The post-crisis world presents portfolio managers with the significant challenge to asimilate in day-to-day management the variety of conceptual frameworks now simultaneously applicable in the assessment of portfolio credit risk:

  • The first major strand is the widespread application of regulatory stress testing methodologies in the estimation of regulatory risk capital requirements
  • The second major strand is the introduction of new accounting standards (IFRS 9 / CECL) for the measurement and disclosure of expected credit losses While both Regulatory Stress Testing and IFRS 9 / CECL accounting require investment in analytic capabilities and provide unique new insights, both are aimed at satisfying evolving prudential or investor disclosure requirements. Neither is designed to help credit portfolio managers analyse and steer their portfolios in the bottom-up fashion that is an essential part their mandate.

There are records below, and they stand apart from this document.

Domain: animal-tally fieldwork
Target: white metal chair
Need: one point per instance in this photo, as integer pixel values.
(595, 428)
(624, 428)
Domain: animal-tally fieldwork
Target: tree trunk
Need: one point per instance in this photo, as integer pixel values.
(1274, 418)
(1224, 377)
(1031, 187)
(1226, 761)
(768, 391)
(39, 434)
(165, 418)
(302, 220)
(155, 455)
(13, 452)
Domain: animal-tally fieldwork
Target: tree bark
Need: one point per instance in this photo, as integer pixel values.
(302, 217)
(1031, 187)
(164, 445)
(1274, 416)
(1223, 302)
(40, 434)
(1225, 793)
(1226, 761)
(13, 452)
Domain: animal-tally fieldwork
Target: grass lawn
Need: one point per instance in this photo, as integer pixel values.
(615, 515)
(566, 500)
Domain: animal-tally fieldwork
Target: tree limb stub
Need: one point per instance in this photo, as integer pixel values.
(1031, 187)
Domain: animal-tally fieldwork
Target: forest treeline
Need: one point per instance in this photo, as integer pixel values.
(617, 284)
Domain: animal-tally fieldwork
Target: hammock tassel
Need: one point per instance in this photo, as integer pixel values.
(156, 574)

The above developments are overlaid into pre-existing conceptual and practical frameworks such as

  • Internal credit portfolio management tools used by firms
  • The Basel II regulatory capital framework that crystallized such pre-crisis models into minimum capital requirements via the various Risk-Weighted-Assets formulas

The overall relationship of the above can be depicted (in a simplified form) in the following diagram:

Credit Portfolio Management in the IFRS 9 / CECL and Stress Testing Era

The Basel II world

The upper left panel captures the conceptual analytic framework that dominated credit portfolio management in the pre-crisis era. It is characterised by

  • Large number of stochastically generated and probability weighted scenarios
  • A relatively short risk horizon (typically 1-year)
  • Stylized capture of residual risks post the risk horizon (e.g. using multipliers)
  • The analysis of solvency at the risk horizon on a Gone-Concern basis

The Stress Testing World

The upper right panel captures the conceptual analytic framework that underpins the large scale regulatory stress testing exercises of the post-crisis era. It is characterised by

  • Very small number (one or two) detailed macroeconomic scenarios / narratives without explicit probability
  • A medium term risk horizon (typically 3-5 years)
  • Focus also on residual risks
  • Analysis of future solvency state using a (pro-forma) Going-Concern basis that uses future regulatory capital (Basel II) as input

The IFRS 9 / CECL World

The lower left panel captures the conceptual analytic framework that underpins the new accounting standard requirements for measuring and reporting expected credit loss. It is characterised by

  • A small number of macroeconomic scenarios with explicit probability weights that must capture all eventualities
  • A time horizon extending to full maturity
  • Focus on estimating accurate current provisions and agnostic about any capital implications

The OpenCPM::Solstice Platform

OpenCPM is a new modern platform or credit portfolio management and tackles this multiplicity of frameworks head on and aims to provide a transparent and standards based solution.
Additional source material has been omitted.